Real-Time AI and RAG with Ververica
Introduction
Ververica provides a framework to integrate Retrieval-Augmented Generation (RAG) and other machine learning models directly into its stream processing engine. This capability allows stateful stream processing applications written in Flink SQL to enrich data streams by querying external knowledge sources. The system can invoke Large Language Models (LLMs) to perform tasks such as data classification, transformation, and generation based on both the streaming data and the retrieved external context.
Core Concepts
- Retrieval-Augmented Generation (RAG): RAG is an architecture used to improve the output of LLMs by including documents or data from an external knowledge source. Before the LLM generates a response, a retriever component first searches a knowledge source (e.g., a vector database) for relevant information. This retrieved data is then passed as context along with the user's original prompt to the LLM. This process helps to reduce factual inaccuracies (hallucinations) and allows the model to respond with more current or domain-specific information than its training data contains.

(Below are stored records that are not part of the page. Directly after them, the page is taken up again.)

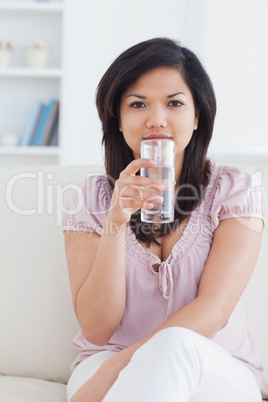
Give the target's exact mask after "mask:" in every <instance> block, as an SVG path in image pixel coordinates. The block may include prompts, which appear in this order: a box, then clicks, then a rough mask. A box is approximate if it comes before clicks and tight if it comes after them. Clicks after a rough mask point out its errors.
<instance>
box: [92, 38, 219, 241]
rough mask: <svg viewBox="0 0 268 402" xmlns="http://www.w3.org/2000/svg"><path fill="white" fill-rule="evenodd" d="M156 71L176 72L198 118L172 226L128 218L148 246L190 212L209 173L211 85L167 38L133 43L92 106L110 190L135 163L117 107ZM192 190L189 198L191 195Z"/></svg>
mask: <svg viewBox="0 0 268 402" xmlns="http://www.w3.org/2000/svg"><path fill="white" fill-rule="evenodd" d="M159 67H170V68H175V69H177V70H178V71H179V72H180V73H181V75H182V77H183V79H184V80H185V82H186V84H187V85H188V87H189V89H190V91H191V93H192V96H193V100H194V106H195V113H196V115H198V116H199V120H198V128H197V130H195V131H194V133H193V135H192V138H191V140H190V142H189V144H188V145H187V147H186V149H185V155H184V162H183V167H182V172H181V177H180V183H179V187H178V192H177V194H176V202H175V211H174V216H175V219H174V222H173V223H172V224H162V225H160V228H158V229H156V228H155V225H150V224H149V225H148V223H147V224H143V223H142V222H141V220H140V211H138V213H135V214H133V215H132V217H131V220H130V226H131V228H132V230H133V231H134V232H135V234H136V237H137V238H138V239H140V240H141V241H143V242H145V243H146V244H147V245H148V246H149V245H150V244H151V243H152V242H154V243H156V244H159V243H158V242H157V240H156V239H157V237H159V236H162V235H164V234H167V233H170V232H172V231H174V230H175V229H176V227H177V226H178V225H179V223H180V222H181V221H182V220H183V219H184V218H185V217H187V216H189V215H190V214H191V212H192V211H193V209H194V208H195V207H196V206H197V205H198V203H199V202H200V201H201V199H202V195H203V192H204V189H205V188H206V186H207V184H208V180H209V174H210V164H209V161H208V160H207V159H206V154H207V149H208V145H209V143H210V140H211V136H212V132H213V125H214V119H215V114H216V99H215V94H214V90H213V86H212V83H211V81H210V78H209V76H208V74H207V73H206V71H205V69H204V67H203V66H202V64H201V62H200V61H199V59H198V58H197V57H196V55H195V54H194V53H193V52H192V51H190V50H189V49H187V48H185V47H182V46H181V45H180V44H179V43H177V42H176V41H174V40H172V39H168V38H154V39H150V40H147V41H144V42H141V43H138V44H136V45H134V46H132V47H131V48H129V49H127V50H126V51H125V52H123V53H122V54H121V55H120V56H119V57H118V58H117V59H116V60H115V61H114V62H113V63H112V65H111V66H110V67H109V68H108V70H107V71H106V73H105V74H104V75H103V77H102V79H101V81H100V83H99V85H98V88H97V94H96V104H97V109H98V113H99V117H100V120H101V122H102V130H103V137H102V143H103V145H104V150H105V153H104V155H105V168H106V173H107V175H108V177H110V178H113V180H110V181H109V183H110V186H111V188H112V189H113V188H114V182H115V181H116V180H117V179H118V177H119V175H120V173H121V171H122V170H124V169H125V168H126V166H127V165H128V164H129V163H130V162H131V161H132V160H133V159H134V157H133V153H132V150H131V148H130V147H129V146H128V145H127V143H126V141H125V140H124V137H123V135H122V133H121V132H120V131H119V118H120V103H121V98H122V95H123V93H124V92H125V91H126V90H127V89H128V87H129V86H130V85H132V84H133V83H134V82H135V81H136V80H137V79H138V78H139V77H140V76H141V75H142V74H144V73H146V72H148V71H151V70H154V69H156V68H159ZM193 189H194V196H193Z"/></svg>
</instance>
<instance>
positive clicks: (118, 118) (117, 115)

- Data Streams and Events: The system operates on continuous, unbounded data streams from sources like Apache Kafka. Each record in the stream is treated as an event that can trigger the RAG workflow.
- Vector Embeddings: To perform semantic retrieval, unstructured text from an event is converted into a numerical vector representation known as an embedding. This conversion is performed by an embedding model and allows for quantitative comparison of semantic similarity between different pieces of text.
- Vector Database: An external database, such as Milvus, that stores pre-calculated vector embeddings of a knowledge corpus. During the retrieval step, the system queries this database to find vectors that are semantically similar to the vector of the incoming event data.
- LLM Invocation: Flink SQL jobs can call external LLMs through user-defined functions or other integrations. This is used to generate vector embeddings and to produce the final output after the relevant context has been retrieved.
Architecture
The RAG workflow in Ververica is implemented as a continuous data pipeline within a Flink job. The architecture facilitates interaction between the stream processor and external AI services.
- Ingest: The Flink job consumes a real-time data stream.
- Embed: The streaming data is passed to a registered embedding model, which returns a vector embedding.
- Retrieve: The job uses the embedding to query the external Vector DB for relevant documents.
- Augment & Generate: The original event data and the retrieved context are concatenated into a prompt. This prompt is sent to a generative LLM to produce a final output (e.g., a classification, summary, or response).
- Egress: The generated output is sent to a downstream sink system.
Use Cases
- Customer Support Chatbots: A chatbot application can use RAG to query a customer’s order history from a database and technical documentation from a knowledge base to provide specific answers to customer inquiries.
- Real-Time Recommendation Engines: An e-commerce platform can process a stream of user clicks. For each click, the system can retrieve descriptions of semantically similar products from a catalog to display as recommendations.
- Financial Anomaly Detection: A system processing a stream of financial transactions can enrich each transaction with historical data for the associated account. This enriched data can then be passed to a model to better identify anomalous patterns that may indicate fraud.
- Log Analysis and Alerting: A monitoring system can process application logs. When an error log is detected, it can retrieve relevant entries from a technical knowledge base to include in an alert notification sent to an engineer.